Note: Local data can be slow when many thousands of files are in a single folder on the disk. This is a function of the file system and cannot be overcome by using the normal client software. If this is the issue, then the solution is to use FlashBackup, which performs a block level backup of the entire disk. (FlashBackup cannot be used with NFS or UNC mounted data.)
2. Perform a test zone 2 by using a 'null disk storage unit'. Suspend backups and do a test policy backup of the client to a disk storage unit using the 'null write' touch file. Since a 'null write' DSU is, for practical purposes, an infinitely fast drive. This tests the networking in zone 2 between the client and the media server. If the write speed of the 'null dsu' backup is 80% (or more) of the 'null' tests on the client then the problem lies in zone 1 (DSU/TSU). If it is not then it is in zone 2.
If the issue is found to be in zone 2 then there are many areas to check.
- NIC drivers on the client and media server
- TCP configurations on the client/media servers (TCP buffer sizes, DNS, segment size, windowing, etc)
- Network configuration (ports, speed, firewalls, MSS, etc)
- NetBackup configuration (SIZE_DATA_BUFFERS, NUMBER_DATA_BUFFERS)

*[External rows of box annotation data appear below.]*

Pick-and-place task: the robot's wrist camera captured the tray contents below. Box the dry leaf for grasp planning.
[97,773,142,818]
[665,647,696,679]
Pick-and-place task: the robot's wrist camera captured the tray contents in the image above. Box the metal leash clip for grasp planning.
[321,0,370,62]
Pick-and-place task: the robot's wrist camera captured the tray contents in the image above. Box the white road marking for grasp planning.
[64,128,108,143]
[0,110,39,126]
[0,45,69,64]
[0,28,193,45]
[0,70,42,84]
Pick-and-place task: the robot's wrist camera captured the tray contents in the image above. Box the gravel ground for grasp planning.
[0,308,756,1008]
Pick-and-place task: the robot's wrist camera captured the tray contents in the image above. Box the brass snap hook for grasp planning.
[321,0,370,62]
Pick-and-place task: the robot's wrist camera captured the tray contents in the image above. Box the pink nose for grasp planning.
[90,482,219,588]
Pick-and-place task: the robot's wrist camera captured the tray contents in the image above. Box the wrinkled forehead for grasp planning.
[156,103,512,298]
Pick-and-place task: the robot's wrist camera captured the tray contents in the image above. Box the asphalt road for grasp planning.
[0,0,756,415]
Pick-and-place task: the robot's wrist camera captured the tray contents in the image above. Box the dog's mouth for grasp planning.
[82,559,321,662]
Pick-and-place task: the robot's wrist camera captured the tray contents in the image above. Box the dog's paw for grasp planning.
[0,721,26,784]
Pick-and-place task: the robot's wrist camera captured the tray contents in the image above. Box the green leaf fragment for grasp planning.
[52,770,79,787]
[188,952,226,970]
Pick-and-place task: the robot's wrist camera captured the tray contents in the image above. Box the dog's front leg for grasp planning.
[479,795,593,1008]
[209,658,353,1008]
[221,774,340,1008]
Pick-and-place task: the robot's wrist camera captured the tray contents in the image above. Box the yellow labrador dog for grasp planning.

Note: Adjusting the NetBackup buffers can improve speed. However, it cannot make up for problems in slow reading of data off of disks, poor network performance or for poor performance of storage units.
3. In some instances, there are problems in zone 1. This is usually due to poor or old drivers for the tape drives or robotic library issues. Tape drive issues could also include: outdated firmware, bad tapes, bad tape drives, controller configuration, or problems with the storage network on the media server side.
4. The least favorable location for data would be in the drive labeled NAS in the diagram above. If the client mounts data (via NFS or UNC) and then is backed up by the media server, the data must travel over the network twice to be backed up. If the NAS is on the same NIC as the backup network you will experience 40% or less of the speed the network is capable of due to the data stream traveling on the network twice.
5. Specific verbose NetBackup logs may also contain useful information. The bpbkar and bptm/bpdm log files contain messages about buffers from NetBackup (waited for full buffer/waited on empty buffer).The admin logs can tell us if there were system or NetBackup errors that were slowing down the backup and other logs are for resource issues.
If the waiting for full buffer and waiting on empty buffer messages are high, then adjusting the size data buffers and number data buffers can be adjusted to improve performance for all clients that are backed up by that media server.
Note: If opening a case with NetBackup technical support for perfomance issues, providing an NBSU can provide TSEs with a wealth of useful information very quickly:
- Operating system (OS) version and build number
- OS patches or hot fixes
- OS settings for some TCP parameters
- NIC driver version
- NetBackup version
- Detect mixed NetBackup versions on the hosts
- Snapshot settings for Windows hosts
- Policy scheduling information
A Microsoft Product Support Report (MPSR) may also be useful for Windows-based environments.